Duruşmada çark etti! 'Ayhan Bora Kaplan' davası sanığı, 'her şeyi anlatmak istiyorum' dedi

Ankara'da 'Ayhan Bora Kaplan' suç örgütüne yönelik 17'si tutuklu, 61 sanığın yargılandığı davaya devam edildi. Cezaevinden mahkemeye mektup gönderen ve her şeyi anlatıp, etkin pişmanlık yasasından faydalanmak istediğini belirten tutuklu sanık Sercan Keleş, duruşmada vazgeçti.

19 Kasım 2024 Salı 17:35
Güncel Haberleri

DHA



Ankara 32'nci Ağır Ceza Mahkemesi tarafından Sincan Ceza İnfaz Kurumları Kampüsü'nde görülen duruşmada, sanıklar, müştekiler ve taraf avukatları hazır bulundu. Mahkeme Başkanı Hakim Mehmet Güven, duruşmaya, mütalaaya karşı savunmaların alınmasıyla devam edileceğini belirtti. Güven'in savunma sırası gelen Bora Kaplan'a "Savunma yapacak mısın?" diye sordu. Kaplan, "Savunmamı en son yapmak istiyorum" dedi. Ardından diğer sanıklar savunma yaptı.

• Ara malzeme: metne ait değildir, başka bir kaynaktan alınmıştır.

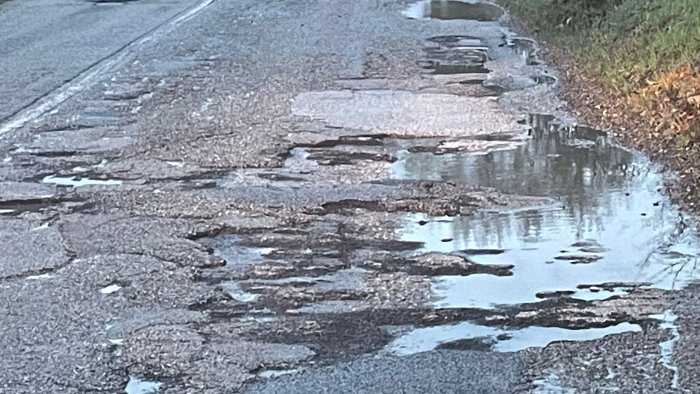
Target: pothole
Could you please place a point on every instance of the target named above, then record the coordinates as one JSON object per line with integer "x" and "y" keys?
{"x": 138, "y": 386}
{"x": 612, "y": 230}
{"x": 448, "y": 10}
{"x": 496, "y": 339}
{"x": 449, "y": 55}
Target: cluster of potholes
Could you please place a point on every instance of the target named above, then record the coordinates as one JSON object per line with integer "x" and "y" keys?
{"x": 372, "y": 276}
{"x": 498, "y": 279}
{"x": 463, "y": 60}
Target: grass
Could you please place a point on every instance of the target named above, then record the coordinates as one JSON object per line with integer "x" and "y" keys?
{"x": 625, "y": 42}
{"x": 646, "y": 52}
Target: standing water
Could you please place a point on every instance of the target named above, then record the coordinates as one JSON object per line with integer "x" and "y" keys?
{"x": 609, "y": 230}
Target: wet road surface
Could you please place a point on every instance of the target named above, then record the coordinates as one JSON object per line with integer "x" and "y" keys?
{"x": 373, "y": 196}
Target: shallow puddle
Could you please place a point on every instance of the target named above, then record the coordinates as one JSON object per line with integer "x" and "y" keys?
{"x": 75, "y": 181}
{"x": 138, "y": 386}
{"x": 229, "y": 249}
{"x": 496, "y": 339}
{"x": 668, "y": 322}
{"x": 446, "y": 9}
{"x": 610, "y": 229}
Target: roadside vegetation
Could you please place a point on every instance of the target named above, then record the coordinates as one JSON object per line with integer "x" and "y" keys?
{"x": 641, "y": 62}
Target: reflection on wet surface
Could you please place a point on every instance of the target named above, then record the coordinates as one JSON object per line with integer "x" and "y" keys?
{"x": 496, "y": 339}
{"x": 138, "y": 386}
{"x": 610, "y": 231}
{"x": 79, "y": 181}
{"x": 444, "y": 9}
{"x": 228, "y": 248}
{"x": 668, "y": 322}
{"x": 456, "y": 55}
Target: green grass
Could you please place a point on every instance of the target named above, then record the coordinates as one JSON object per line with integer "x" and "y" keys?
{"x": 623, "y": 41}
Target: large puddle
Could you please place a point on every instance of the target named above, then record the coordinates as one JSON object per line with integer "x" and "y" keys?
{"x": 447, "y": 9}
{"x": 609, "y": 230}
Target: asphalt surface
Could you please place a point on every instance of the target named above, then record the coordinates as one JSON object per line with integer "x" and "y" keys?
{"x": 264, "y": 196}
{"x": 46, "y": 43}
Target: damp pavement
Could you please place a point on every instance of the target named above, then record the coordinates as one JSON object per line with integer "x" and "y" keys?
{"x": 357, "y": 197}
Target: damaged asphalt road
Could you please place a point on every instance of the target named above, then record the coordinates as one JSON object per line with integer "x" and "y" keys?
{"x": 368, "y": 196}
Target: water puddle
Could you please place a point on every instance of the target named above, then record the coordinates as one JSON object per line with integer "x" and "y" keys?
{"x": 610, "y": 231}
{"x": 76, "y": 181}
{"x": 497, "y": 339}
{"x": 138, "y": 386}
{"x": 525, "y": 48}
{"x": 448, "y": 10}
{"x": 110, "y": 289}
{"x": 668, "y": 322}
{"x": 236, "y": 293}
{"x": 549, "y": 384}
{"x": 448, "y": 55}
{"x": 229, "y": 248}
{"x": 275, "y": 373}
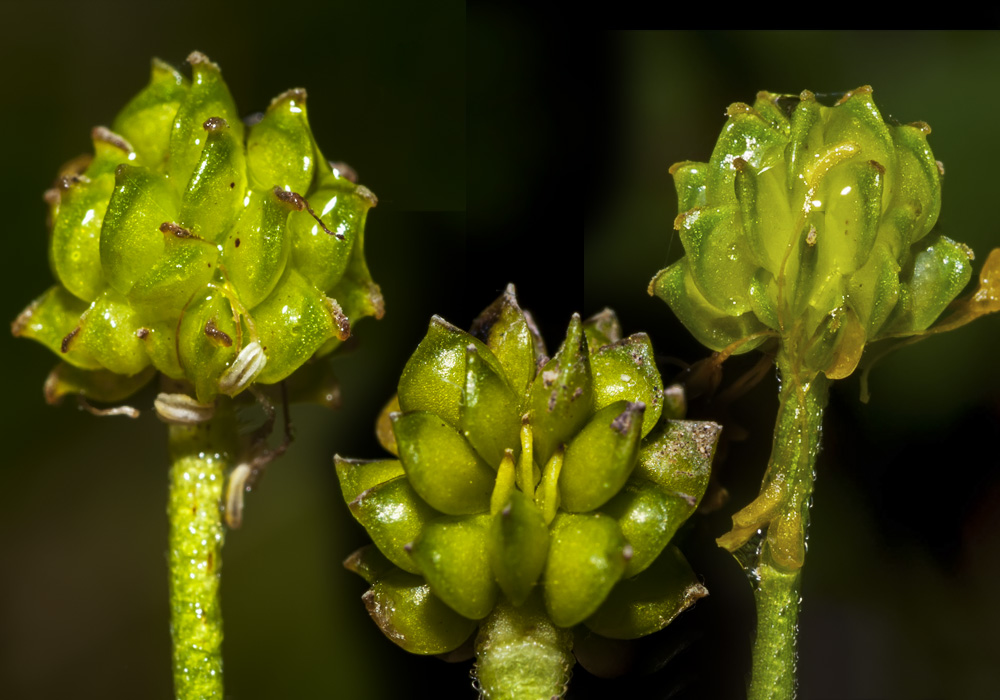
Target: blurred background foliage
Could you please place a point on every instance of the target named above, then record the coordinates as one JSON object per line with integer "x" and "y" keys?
{"x": 481, "y": 130}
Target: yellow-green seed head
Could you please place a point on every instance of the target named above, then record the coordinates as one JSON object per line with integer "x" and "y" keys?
{"x": 812, "y": 223}
{"x": 200, "y": 247}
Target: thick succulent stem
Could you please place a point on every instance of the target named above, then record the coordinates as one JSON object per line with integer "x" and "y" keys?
{"x": 778, "y": 569}
{"x": 521, "y": 655}
{"x": 200, "y": 456}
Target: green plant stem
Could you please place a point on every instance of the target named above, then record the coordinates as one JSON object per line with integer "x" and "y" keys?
{"x": 778, "y": 571}
{"x": 521, "y": 655}
{"x": 200, "y": 456}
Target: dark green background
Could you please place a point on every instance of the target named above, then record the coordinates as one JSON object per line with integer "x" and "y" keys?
{"x": 484, "y": 133}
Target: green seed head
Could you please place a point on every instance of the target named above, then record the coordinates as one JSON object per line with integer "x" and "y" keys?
{"x": 546, "y": 483}
{"x": 812, "y": 223}
{"x": 192, "y": 244}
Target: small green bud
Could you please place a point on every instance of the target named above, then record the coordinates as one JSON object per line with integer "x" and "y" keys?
{"x": 809, "y": 224}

'BENİM ÇALIŞTIĞIM MEKANLARDA KAÇAK ALKOL BİLE SATILMAZ'

Sanık Cemil Kumaşçıoğlu, bu davada tutuksuz olduğunu ancak 77'nci Asliye Ceza Mahkemesi'nde görülen 'Kara para' davasında tutuklu olduğunu ve 'Suç örgütü' davası bitmediği için 'Kara para' dosyasından tahliye edilmediğini söyledi. Kumaşçıoğlu, sadece gizli tanık 'Ü5' tarafından dile getirilen iddialar doğrultusunda bu davada yargılandığını iddia ederek, "Bora Kaplan'ın 7 tane mekanı var. Ben eğer bir mekanın başında durduğum için örgüt üyesiysem bu mantıkla diğer dükkanların başında duran müdürler de örgüt üyesi. Ben üniversitedeyken de bu tarz işlerde çalışıyordum. 'Bora Kaplan, Cemil Kumaşçıoğlu üzerinden mekanlar açıyor, buralarda gayrimeşru işler yapıyor' gibi bir imaj yaratılıyor. Benim çalıştığım mekanlarda kaçak alkol bile satılmaz" dedi.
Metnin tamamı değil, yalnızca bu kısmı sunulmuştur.